Many sincere analysts questioned the integrity of her politics. They did not understand that after facing conspiracy after conspiracy, Benazir Bhutto was forced to factor painful ground realities in her decision-making, always striving to achieve one day her true political ideals.

This fundamental question may indeed be addressed through another question why, during the 30 years from 1977 when an elected and popular prime minister was ousted at gunpoint to the date when Benazir Bhutto lost her life to another gun, was the total period for which she, the most popular political leader, was allowed to govern the country three times less than the time that Chaudhry Shujaat's party remained in power? The real source of this country's problems may be revealed by the answer. In kowtowing to the civil and military bureaucracy there is a premium. He and his ilk can do it. She could not. They survive. She had to be eliminated.

One cannot help wondering why our establishment that claims to be obsessed with maintaining the federation, could not bring itself to see in Benazir Bhutto that glorious human chain that kept all four provinces together, and as an asset and an ally instead of a foe.

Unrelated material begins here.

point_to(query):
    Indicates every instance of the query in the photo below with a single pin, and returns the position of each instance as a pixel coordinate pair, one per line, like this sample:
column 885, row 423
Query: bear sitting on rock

Above all else, I will remember her for three qualities a constant urge to reach out to her people, a willingness to take on Herculean challenges, and for her ability to forgive, even embrace, her enemies. These three qualities made her superhuman. And all three took her to her tragic, yet heroic death.

All I can now say is “Bibi it is an honour to have worked for you and with you. The Himalayas wept at the death of your father. The world weeps for you.”